Out with the new, in with the old.
Carolina Panthers general manager Dave Gettleman turned convention on its head Friday with a couple of rim-rattling transactions during the second day of free agency.
Gettleman brought back one of the franchise’s most iconic players in defensive end Julius Peppers, a pass-rushing demon whose final stop before Canton will be in the city where his Hall of Fame career started.
Fans were still processing the return of Peppers when news broke that the Panthers were trading defensive end Kony Ealy and a third-round draft pick to New England for the Patriots’ second-round selection.
Never miss a local story.
Gettleman wasn’t done.
By day’s end, Gettleman had signed a safety (Mike Adams), a special teams/receiver (Russell Shepard), a second Charles Johnson (former Vikings wideout) and agreed to terms on a four-year contract with former Carolina cornerback Captain Munnerlyn, who will fill the void at nickel.
The band was getting back together -- and Ealy was getting a fresh start.
Gettleman often says his time with the Giants taught him that you can’t have enough pass-rushers.

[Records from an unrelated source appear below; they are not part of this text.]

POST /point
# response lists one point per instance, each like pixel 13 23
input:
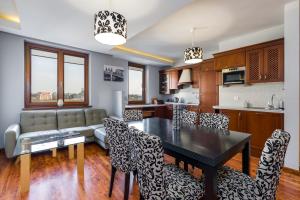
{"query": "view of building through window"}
pixel 136 76
pixel 43 76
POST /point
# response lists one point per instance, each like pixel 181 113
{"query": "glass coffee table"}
pixel 27 146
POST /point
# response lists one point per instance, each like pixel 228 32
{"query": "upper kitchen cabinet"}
pixel 230 59
pixel 264 62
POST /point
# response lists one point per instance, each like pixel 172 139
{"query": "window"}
pixel 52 74
pixel 136 84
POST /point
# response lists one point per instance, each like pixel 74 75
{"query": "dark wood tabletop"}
pixel 206 148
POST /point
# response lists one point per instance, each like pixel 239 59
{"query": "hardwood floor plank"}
pixel 56 177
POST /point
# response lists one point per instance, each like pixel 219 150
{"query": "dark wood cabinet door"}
pixel 261 126
pixel 195 76
pixel 173 81
pixel 273 63
pixel 254 66
pixel 236 119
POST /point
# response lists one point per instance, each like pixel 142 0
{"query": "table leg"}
pixel 246 158
pixel 25 173
pixel 210 183
pixel 71 151
pixel 80 159
pixel 54 152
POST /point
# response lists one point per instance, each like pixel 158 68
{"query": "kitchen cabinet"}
pixel 264 62
pixel 236 119
pixel 259 124
pixel 230 59
pixel 195 76
pixel 208 91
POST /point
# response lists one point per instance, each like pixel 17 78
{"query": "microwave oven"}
pixel 233 76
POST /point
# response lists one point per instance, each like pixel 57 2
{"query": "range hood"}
pixel 185 77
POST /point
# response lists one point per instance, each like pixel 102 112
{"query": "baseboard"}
pixel 291 171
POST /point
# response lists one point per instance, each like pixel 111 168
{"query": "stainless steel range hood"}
pixel 185 77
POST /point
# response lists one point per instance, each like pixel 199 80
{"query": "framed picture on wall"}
pixel 113 73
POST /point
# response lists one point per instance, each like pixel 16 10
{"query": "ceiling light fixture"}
pixel 110 28
pixel 193 54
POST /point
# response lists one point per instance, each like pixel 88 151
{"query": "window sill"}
pixel 54 107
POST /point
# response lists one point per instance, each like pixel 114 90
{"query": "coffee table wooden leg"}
pixel 71 151
pixel 25 173
pixel 54 152
pixel 80 159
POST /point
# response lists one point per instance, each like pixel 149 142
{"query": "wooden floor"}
pixel 56 178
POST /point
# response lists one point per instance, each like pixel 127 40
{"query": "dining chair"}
pixel 214 120
pixel 132 115
pixel 119 142
pixel 233 184
pixel 157 180
pixel 189 117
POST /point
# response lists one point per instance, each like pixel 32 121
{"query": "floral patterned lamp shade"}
pixel 110 28
pixel 193 55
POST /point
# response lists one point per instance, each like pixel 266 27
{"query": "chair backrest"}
pixel 119 142
pixel 148 156
pixel 132 115
pixel 189 117
pixel 214 120
pixel 270 164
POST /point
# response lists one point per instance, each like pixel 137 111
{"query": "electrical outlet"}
pixel 236 98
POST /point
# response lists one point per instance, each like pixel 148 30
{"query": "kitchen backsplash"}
pixel 257 95
pixel 188 94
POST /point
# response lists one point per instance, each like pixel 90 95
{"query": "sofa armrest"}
pixel 10 139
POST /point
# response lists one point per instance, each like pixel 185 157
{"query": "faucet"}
pixel 271 104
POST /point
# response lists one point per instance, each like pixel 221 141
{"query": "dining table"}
pixel 206 148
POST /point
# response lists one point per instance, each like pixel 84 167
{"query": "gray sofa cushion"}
pixel 84 131
pixel 38 134
pixel 70 118
pixel 94 116
pixel 96 126
pixel 32 121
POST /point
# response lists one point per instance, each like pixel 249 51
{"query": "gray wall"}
pixel 12 79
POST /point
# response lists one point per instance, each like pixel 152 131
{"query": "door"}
pixel 273 63
pixel 173 82
pixel 261 126
pixel 254 66
pixel 195 76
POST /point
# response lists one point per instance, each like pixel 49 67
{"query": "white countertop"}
pixel 187 104
pixel 248 109
pixel 144 105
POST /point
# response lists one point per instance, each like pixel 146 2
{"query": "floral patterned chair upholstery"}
pixel 189 117
pixel 132 115
pixel 119 142
pixel 233 184
pixel 214 120
pixel 157 180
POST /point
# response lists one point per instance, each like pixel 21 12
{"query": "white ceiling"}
pixel 156 26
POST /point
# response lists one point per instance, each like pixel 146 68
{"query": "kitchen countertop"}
pixel 248 109
pixel 187 104
pixel 144 105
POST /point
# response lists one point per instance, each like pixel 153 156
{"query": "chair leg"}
pixel 127 183
pixel 112 178
pixel 186 166
pixel 177 161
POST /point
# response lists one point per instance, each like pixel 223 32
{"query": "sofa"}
pixel 88 122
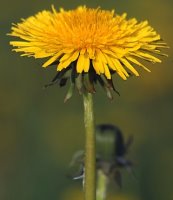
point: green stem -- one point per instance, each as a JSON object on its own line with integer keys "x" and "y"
{"x": 90, "y": 143}
{"x": 101, "y": 185}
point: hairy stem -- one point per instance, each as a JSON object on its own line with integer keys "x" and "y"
{"x": 90, "y": 143}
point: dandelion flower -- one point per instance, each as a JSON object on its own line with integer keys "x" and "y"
{"x": 91, "y": 43}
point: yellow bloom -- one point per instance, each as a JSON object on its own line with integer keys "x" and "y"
{"x": 89, "y": 38}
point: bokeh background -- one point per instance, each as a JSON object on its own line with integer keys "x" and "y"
{"x": 39, "y": 133}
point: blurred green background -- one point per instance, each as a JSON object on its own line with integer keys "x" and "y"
{"x": 39, "y": 133}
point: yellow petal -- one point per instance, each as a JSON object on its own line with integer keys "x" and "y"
{"x": 51, "y": 60}
{"x": 129, "y": 66}
{"x": 83, "y": 63}
{"x": 107, "y": 72}
{"x": 137, "y": 62}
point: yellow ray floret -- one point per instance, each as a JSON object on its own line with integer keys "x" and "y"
{"x": 89, "y": 38}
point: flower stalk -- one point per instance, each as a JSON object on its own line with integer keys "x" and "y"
{"x": 90, "y": 149}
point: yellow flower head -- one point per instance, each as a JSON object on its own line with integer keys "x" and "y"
{"x": 89, "y": 39}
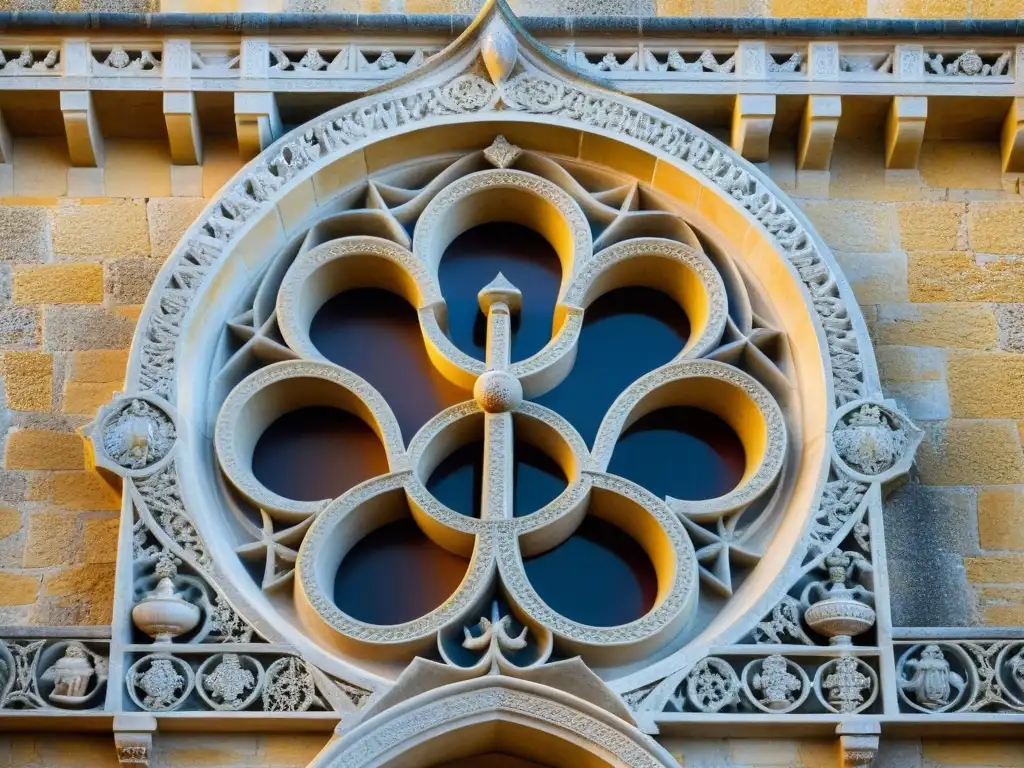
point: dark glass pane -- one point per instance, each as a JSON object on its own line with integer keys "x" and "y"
{"x": 599, "y": 576}
{"x": 458, "y": 481}
{"x": 317, "y": 453}
{"x": 681, "y": 452}
{"x": 395, "y": 574}
{"x": 377, "y": 335}
{"x": 626, "y": 334}
{"x": 538, "y": 479}
{"x": 473, "y": 259}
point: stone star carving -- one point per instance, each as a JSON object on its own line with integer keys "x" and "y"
{"x": 278, "y": 549}
{"x": 717, "y": 551}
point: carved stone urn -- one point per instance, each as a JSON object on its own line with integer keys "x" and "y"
{"x": 163, "y": 614}
{"x": 839, "y": 614}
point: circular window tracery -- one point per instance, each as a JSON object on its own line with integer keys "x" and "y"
{"x": 609, "y": 237}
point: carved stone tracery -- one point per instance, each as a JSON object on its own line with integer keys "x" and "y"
{"x": 870, "y": 443}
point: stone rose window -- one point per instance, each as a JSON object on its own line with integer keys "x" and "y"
{"x": 502, "y": 376}
{"x": 498, "y": 374}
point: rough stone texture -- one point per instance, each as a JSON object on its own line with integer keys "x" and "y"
{"x": 18, "y": 327}
{"x": 53, "y": 540}
{"x": 1001, "y": 606}
{"x": 928, "y": 531}
{"x": 967, "y": 326}
{"x": 39, "y": 449}
{"x": 908, "y": 364}
{"x": 995, "y": 569}
{"x": 28, "y": 378}
{"x": 86, "y": 397}
{"x": 986, "y": 385}
{"x": 1011, "y": 321}
{"x": 961, "y": 753}
{"x": 958, "y": 275}
{"x": 128, "y": 281}
{"x": 84, "y": 489}
{"x": 71, "y": 328}
{"x": 10, "y": 521}
{"x": 995, "y": 227}
{"x": 18, "y": 589}
{"x": 979, "y": 452}
{"x": 26, "y": 235}
{"x": 59, "y": 284}
{"x": 932, "y": 226}
{"x": 169, "y": 217}
{"x": 98, "y": 366}
{"x": 100, "y": 229}
{"x": 1000, "y": 518}
{"x": 876, "y": 278}
{"x": 852, "y": 226}
{"x": 101, "y": 539}
{"x": 89, "y": 589}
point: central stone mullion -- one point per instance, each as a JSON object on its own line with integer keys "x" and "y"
{"x": 498, "y": 463}
{"x": 498, "y": 392}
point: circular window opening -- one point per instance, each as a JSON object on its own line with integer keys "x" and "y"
{"x": 316, "y": 453}
{"x": 598, "y": 577}
{"x": 394, "y": 574}
{"x": 682, "y": 452}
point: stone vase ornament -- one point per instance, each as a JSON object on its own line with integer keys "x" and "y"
{"x": 163, "y": 613}
{"x": 839, "y": 613}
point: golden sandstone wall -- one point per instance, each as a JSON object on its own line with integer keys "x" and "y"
{"x": 936, "y": 258}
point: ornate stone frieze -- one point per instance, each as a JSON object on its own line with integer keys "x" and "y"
{"x": 46, "y": 674}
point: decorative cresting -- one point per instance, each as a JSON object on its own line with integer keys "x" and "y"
{"x": 298, "y": 226}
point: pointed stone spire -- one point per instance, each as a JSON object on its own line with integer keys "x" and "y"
{"x": 499, "y": 49}
{"x": 500, "y": 290}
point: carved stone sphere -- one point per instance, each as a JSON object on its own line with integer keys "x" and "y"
{"x": 498, "y": 391}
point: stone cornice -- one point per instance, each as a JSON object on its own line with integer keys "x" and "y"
{"x": 399, "y": 25}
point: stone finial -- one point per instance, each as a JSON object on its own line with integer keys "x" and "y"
{"x": 499, "y": 49}
{"x": 500, "y": 291}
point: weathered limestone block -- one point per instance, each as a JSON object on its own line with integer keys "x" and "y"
{"x": 70, "y": 328}
{"x": 26, "y": 233}
{"x": 852, "y": 225}
{"x": 28, "y": 380}
{"x": 950, "y": 325}
{"x": 995, "y": 227}
{"x": 101, "y": 539}
{"x": 1000, "y": 518}
{"x": 928, "y": 532}
{"x": 41, "y": 449}
{"x": 10, "y": 521}
{"x": 876, "y": 278}
{"x": 18, "y": 589}
{"x": 169, "y": 217}
{"x": 958, "y": 275}
{"x": 932, "y": 226}
{"x": 1011, "y": 321}
{"x": 986, "y": 385}
{"x": 128, "y": 281}
{"x": 84, "y": 489}
{"x": 115, "y": 227}
{"x": 59, "y": 284}
{"x": 89, "y": 589}
{"x": 53, "y": 539}
{"x": 984, "y": 452}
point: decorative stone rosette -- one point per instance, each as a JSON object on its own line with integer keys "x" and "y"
{"x": 133, "y": 435}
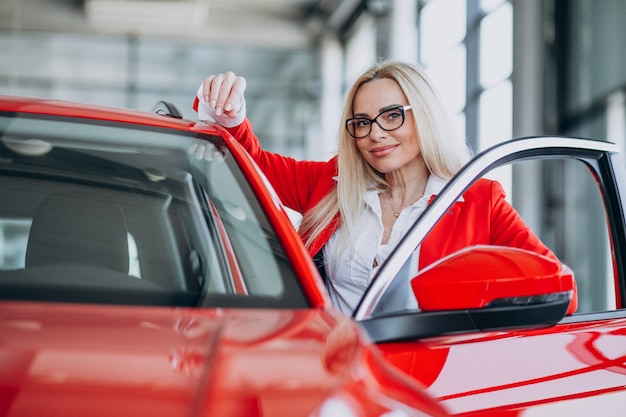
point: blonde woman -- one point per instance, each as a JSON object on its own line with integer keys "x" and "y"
{"x": 396, "y": 152}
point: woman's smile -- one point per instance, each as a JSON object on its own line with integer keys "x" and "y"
{"x": 382, "y": 151}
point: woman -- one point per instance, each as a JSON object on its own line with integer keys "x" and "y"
{"x": 396, "y": 152}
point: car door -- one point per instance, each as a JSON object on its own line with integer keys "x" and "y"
{"x": 527, "y": 359}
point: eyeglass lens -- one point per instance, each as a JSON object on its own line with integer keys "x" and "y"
{"x": 391, "y": 119}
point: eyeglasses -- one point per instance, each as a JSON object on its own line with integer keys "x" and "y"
{"x": 390, "y": 119}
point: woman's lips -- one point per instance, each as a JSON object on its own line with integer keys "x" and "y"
{"x": 383, "y": 150}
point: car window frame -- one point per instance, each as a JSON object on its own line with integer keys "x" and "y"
{"x": 602, "y": 157}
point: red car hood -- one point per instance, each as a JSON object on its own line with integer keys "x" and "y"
{"x": 75, "y": 360}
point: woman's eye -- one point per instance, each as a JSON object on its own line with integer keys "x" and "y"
{"x": 394, "y": 114}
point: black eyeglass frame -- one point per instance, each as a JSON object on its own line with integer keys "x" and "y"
{"x": 403, "y": 110}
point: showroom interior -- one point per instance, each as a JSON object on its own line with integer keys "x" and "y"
{"x": 504, "y": 68}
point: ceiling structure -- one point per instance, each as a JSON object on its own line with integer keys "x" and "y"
{"x": 266, "y": 23}
{"x": 271, "y": 42}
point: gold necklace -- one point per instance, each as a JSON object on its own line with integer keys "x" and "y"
{"x": 396, "y": 213}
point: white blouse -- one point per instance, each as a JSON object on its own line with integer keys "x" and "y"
{"x": 350, "y": 272}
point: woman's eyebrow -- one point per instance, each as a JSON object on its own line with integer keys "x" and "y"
{"x": 388, "y": 107}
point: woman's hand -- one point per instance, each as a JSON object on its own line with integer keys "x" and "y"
{"x": 224, "y": 93}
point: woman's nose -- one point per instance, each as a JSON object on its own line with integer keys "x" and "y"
{"x": 377, "y": 133}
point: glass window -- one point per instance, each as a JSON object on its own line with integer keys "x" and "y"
{"x": 111, "y": 213}
{"x": 442, "y": 27}
{"x": 586, "y": 248}
{"x": 496, "y": 46}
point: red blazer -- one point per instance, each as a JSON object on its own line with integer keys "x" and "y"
{"x": 484, "y": 217}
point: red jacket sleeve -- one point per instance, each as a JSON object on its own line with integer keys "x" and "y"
{"x": 299, "y": 184}
{"x": 484, "y": 217}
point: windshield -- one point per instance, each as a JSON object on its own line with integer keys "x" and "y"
{"x": 97, "y": 212}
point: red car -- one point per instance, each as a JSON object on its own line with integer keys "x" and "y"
{"x": 137, "y": 279}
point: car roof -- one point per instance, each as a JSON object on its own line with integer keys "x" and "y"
{"x": 63, "y": 108}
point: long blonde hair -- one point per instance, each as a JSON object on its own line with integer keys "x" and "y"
{"x": 443, "y": 151}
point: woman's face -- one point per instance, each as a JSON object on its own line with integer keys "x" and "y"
{"x": 386, "y": 151}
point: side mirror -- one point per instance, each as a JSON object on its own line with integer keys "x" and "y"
{"x": 484, "y": 277}
{"x": 482, "y": 288}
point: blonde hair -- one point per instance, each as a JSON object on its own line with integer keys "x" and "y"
{"x": 443, "y": 151}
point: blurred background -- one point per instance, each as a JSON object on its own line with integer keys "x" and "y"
{"x": 504, "y": 68}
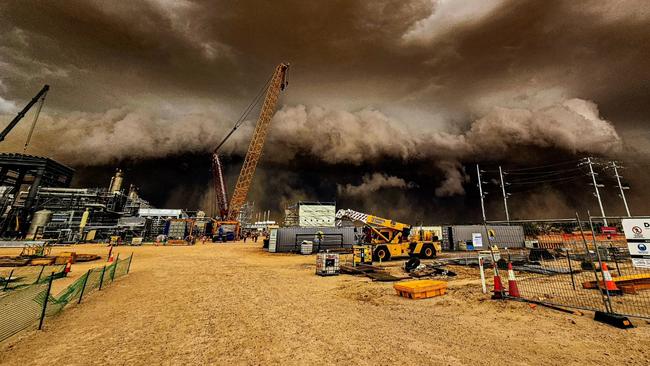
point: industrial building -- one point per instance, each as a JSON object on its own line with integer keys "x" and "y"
{"x": 37, "y": 202}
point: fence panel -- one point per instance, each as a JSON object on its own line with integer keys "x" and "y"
{"x": 556, "y": 260}
{"x": 21, "y": 308}
{"x": 616, "y": 238}
{"x": 12, "y": 278}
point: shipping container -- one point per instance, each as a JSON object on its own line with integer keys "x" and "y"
{"x": 288, "y": 239}
{"x": 505, "y": 236}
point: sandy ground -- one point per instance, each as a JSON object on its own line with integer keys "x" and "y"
{"x": 236, "y": 304}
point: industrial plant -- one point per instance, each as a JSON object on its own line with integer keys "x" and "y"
{"x": 439, "y": 182}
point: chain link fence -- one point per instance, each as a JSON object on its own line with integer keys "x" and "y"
{"x": 566, "y": 262}
{"x": 24, "y": 306}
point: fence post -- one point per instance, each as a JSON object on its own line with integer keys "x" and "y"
{"x": 600, "y": 262}
{"x": 83, "y": 288}
{"x": 117, "y": 260}
{"x": 40, "y": 273}
{"x": 128, "y": 268}
{"x": 8, "y": 279}
{"x": 101, "y": 279}
{"x": 568, "y": 258}
{"x": 584, "y": 240}
{"x": 47, "y": 297}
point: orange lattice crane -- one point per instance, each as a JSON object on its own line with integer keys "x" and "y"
{"x": 230, "y": 211}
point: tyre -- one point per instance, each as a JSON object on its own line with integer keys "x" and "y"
{"x": 381, "y": 254}
{"x": 428, "y": 251}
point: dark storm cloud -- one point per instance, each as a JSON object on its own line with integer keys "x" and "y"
{"x": 449, "y": 82}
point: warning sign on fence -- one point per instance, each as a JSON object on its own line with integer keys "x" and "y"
{"x": 477, "y": 240}
{"x": 637, "y": 234}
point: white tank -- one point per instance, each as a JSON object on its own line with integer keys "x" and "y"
{"x": 40, "y": 219}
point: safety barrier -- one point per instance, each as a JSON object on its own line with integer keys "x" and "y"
{"x": 577, "y": 264}
{"x": 26, "y": 305}
{"x": 13, "y": 278}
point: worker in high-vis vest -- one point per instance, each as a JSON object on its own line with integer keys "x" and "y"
{"x": 318, "y": 238}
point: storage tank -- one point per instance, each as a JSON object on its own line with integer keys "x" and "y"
{"x": 40, "y": 219}
{"x": 116, "y": 182}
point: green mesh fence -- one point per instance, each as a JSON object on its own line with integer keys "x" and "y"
{"x": 22, "y": 306}
{"x": 13, "y": 278}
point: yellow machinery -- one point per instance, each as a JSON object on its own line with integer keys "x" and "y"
{"x": 361, "y": 254}
{"x": 391, "y": 239}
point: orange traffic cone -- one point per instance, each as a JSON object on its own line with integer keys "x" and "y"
{"x": 498, "y": 286}
{"x": 610, "y": 285}
{"x": 68, "y": 266}
{"x": 513, "y": 290}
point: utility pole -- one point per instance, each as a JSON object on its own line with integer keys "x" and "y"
{"x": 480, "y": 191}
{"x": 620, "y": 187}
{"x": 505, "y": 196}
{"x": 593, "y": 179}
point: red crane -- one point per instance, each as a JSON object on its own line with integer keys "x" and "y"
{"x": 230, "y": 211}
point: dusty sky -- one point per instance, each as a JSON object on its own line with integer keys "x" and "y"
{"x": 389, "y": 105}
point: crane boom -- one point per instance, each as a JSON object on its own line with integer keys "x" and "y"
{"x": 370, "y": 219}
{"x": 257, "y": 142}
{"x": 24, "y": 111}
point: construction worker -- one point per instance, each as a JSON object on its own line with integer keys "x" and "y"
{"x": 319, "y": 238}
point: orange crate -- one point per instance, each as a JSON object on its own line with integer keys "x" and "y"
{"x": 420, "y": 289}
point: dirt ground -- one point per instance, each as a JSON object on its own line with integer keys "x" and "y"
{"x": 236, "y": 304}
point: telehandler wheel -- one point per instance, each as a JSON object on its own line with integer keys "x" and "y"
{"x": 428, "y": 251}
{"x": 381, "y": 254}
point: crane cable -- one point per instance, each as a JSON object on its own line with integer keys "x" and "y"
{"x": 245, "y": 113}
{"x": 31, "y": 130}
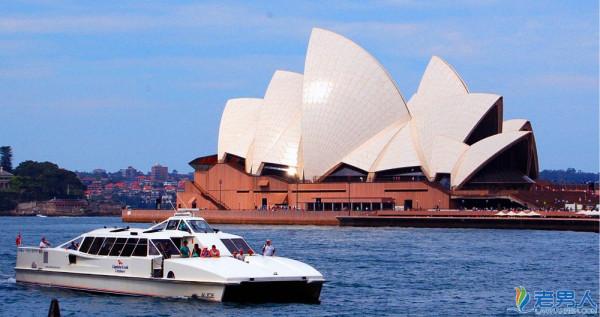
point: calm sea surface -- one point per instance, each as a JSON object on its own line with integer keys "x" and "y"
{"x": 370, "y": 271}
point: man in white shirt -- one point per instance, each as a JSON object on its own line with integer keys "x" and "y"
{"x": 45, "y": 243}
{"x": 268, "y": 249}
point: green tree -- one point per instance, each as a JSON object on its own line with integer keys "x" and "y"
{"x": 6, "y": 158}
{"x": 45, "y": 180}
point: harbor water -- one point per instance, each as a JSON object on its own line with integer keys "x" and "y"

It helps when those pass-rushers are consistent getting to the passer and take coaching well.
The Panthers dealt Kony Ealy to New England for a swap of picks that allowed Carolina to move up eight spots in next month’s draft.
Not long after Ealy’s virtuoso performance in Super Bowl 50, Panthers coach Ron Rivera revealed that Gettleman thought Ealy had a little bit of Josh Norman in him, which is to say – a stubborn streak.
It was not intended as a compliment.
And just as Norman was shown the door last spring with little in return (save for a third-round compensatory pick), the Panthers dealt Ealy to New England for a swap of picks that allowed Carolina to move up eight spots in next month’s draft.
At least Gettleman got something in exchange for Ealy, the second-round pick from Missouri in 2014. The Panthers would have had nothing to show for Ealy had they cut him in August, which was a real possibility given the addition of Peppers and the re-signings of Charles Johnson, Wes Horton and Mario Addison.
The pending Peppers’ reunion set social media abuzz Friday. Fans talked about dusting off their No. 90 jerseys, which Panthers equipment manager Jackie Miles has available, by the way.
People look up to Peppers because he kind of has that cool factor.
Former Panthers left tackle Jordan Gross
The Peppers’ one-year deal – following the five-year, $55.5 million contract bestowed on former Vikings left tackle Matt Kalil – are the kind of bold free-agent moves Gettleman didn’t make during his first four years in Charlotte.
It helped that Gettleman had $26 million in cap space to work with. But there’s a sense the Panthers had to make a splash after their fall to earth in 2016 following the franchise’s second Super Bowl berth the year before.
Peppers – like quarterback Cam Newton – is one of those rare athletes whose size and immense skill set make the rest of the league take notice.
“He’s like one of those cool players, like Cam is,” former Panthers left tackle Jordan Gross said. “People look up to Peppers because he kind of has that cool factor. Even if he plays 12 snaps and has four tackles this season, he’s going to elevate the defense just because he’s on their team.”
Dave Gettleman’s miss on Kony Ealy was overshadowed Friday by his get on Julius Peppers, whose return to his home state for his final chapter is – as Jordan Gross said – a feel-good story on the heels of 6-10.
Gross joined the Panthers in 2003, a year after Peppers arrived as the No. 2 pick. Gross retired after the 2013 season; Peppers is still going.
“I just can’t freakin’ believe he’s still playing. You can quote me on that,” Gross said. “It’s unbelievable. He’ll be 38 (next January). And to still be productive. I just think it’s so awesome for him and the guys in the locker room and for the fans. It’s such a cool story.”
Gross said Peppers will raise the play of those around him because of how he practices and plays. Peppers might have helped jump-start the stalled development of Ealy, whose flashes of stardom were sandwiched between long stretches of lackluster play.
But Ealy will always have Santa Clara.
Ealy did what no player has ever done in a Super Bowl, collecting three sacks and an interception in the same game. In threatening to ruin Peyton Manning’s swan song, Ealy made it seem like the light had come on for him.
And then it didn’t.
Ealy leaves with 14 sacks in three seasons, and probably will become Bill Belichick’s next reclamation project to flourish and win a Super Bowl ring.
But Gettleman’s miss on Ealy was overshadowed Friday by his get on Peppers, whose return to his home state for his final chapter is – as Gross said – a feel-good story on the heels of 6-10.
“He’s such an incredible part of this franchise’s history,” Gross said. “I’m happy that he’s going to come back and be cheered by our fans.”